Testing Darwin, by Carl Zimmer.  2005.  Discover Magazine 26 (2):  28-35.

 After reading the article and participating in the class discussion, you should be able to:

  1. summarize how the computer simulation Avida simulates the evolutionary process.
  2. point out some of the advantages of computer modeling of evolution over relying on ‘traditional evidence’ such as fossils.
  3. explain the answers offered to some of the biggest questions of evolution:
    1. What good is half an eye?

                                                               i.      Is life today the result of evolution by natural selection?

                                                             ii.      What is the basis of the claim that “many evolutionary paths can produce the same complex organ?

                                                            iii.      What are the counter-arguments of the intelligent design community who insist that such structures are irreducibly complex?

    1. Why does a forest have more than one kind of plant?

                                                               i.      The tropical rain forest of Brazil hosts an incredible number of plants.  How does Avida explain this high biodiversity?  Why isn’t there just one plant, the best competitor?

    1. Why be nice?

                                                               i.      Under what circumstances could natural selection explain the presence of altruism among humans and other animals?

    1. Why sex?

                                                               i.      Why aren’t all organisms asexual?

    1. What does life on other planets look like?

                                                               i.      What if life on other planets evolved differently and doesn’t resemble earthly life at all?

    1. What will life on earth look like in the future?

Wong, Kate.  2005.  The Littlest Human.  Scientific American 292 (2):  56-65.

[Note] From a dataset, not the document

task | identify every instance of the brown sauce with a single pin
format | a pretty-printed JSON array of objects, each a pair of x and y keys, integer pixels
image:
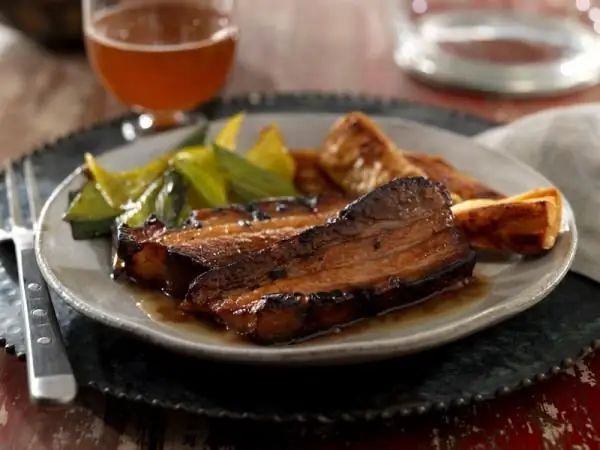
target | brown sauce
[{"x": 164, "y": 310}]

After reading the article and participating in the class discussion, you should be able to:

  1. summarize the findings on the island of Flores in Indonesia that are the basis for this article.
  2. explain the island effect.
  3. describe the characteristics that led the researchers to attribute the fossils to our genus, Homo, rather than another hominid group.
  4. summarize briefly the findings of researchers who are critical of the discoverer’s conclusion.
  5. give the number of hominids thought to be alive at the time of early Homo sapiens.

The Crafty Attacks on Evolution.  January 23, 2005.  The New York Times editorial page.

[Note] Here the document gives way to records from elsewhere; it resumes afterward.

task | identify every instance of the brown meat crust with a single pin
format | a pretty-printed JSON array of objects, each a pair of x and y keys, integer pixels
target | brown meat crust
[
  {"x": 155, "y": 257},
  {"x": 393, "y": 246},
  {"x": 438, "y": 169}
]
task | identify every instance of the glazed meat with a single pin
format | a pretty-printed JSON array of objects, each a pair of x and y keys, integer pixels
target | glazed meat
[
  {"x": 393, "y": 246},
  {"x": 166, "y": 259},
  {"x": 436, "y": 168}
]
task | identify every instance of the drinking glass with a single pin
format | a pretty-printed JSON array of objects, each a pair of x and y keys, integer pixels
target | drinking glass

  1. summarize the editorial board's position on the teaching of evolution in public schools.  Do you agree or disagree.  (Be prepared to give arguments supporting your position.)
  2. comment on the phrase, "Evolution is only a theory."
  3. describe the position of the intelligent design proponents.
  4. defend your position about what should be taught in public schools about the topic of the origin of life.

Evolution Takes a Back Seat in US Classrooms, by Cornelia Dean.  The New York Times, Tuesday, February 1, 2005, Page F-1.

Although evolution is a topic covered in most biology textbooks, and tested for on achievement tests, curriculum standards, proficiency tests, and college entrance exams, it is not well covered in many schools and districts.  Summarize the reasons why many teachers are not covering this material.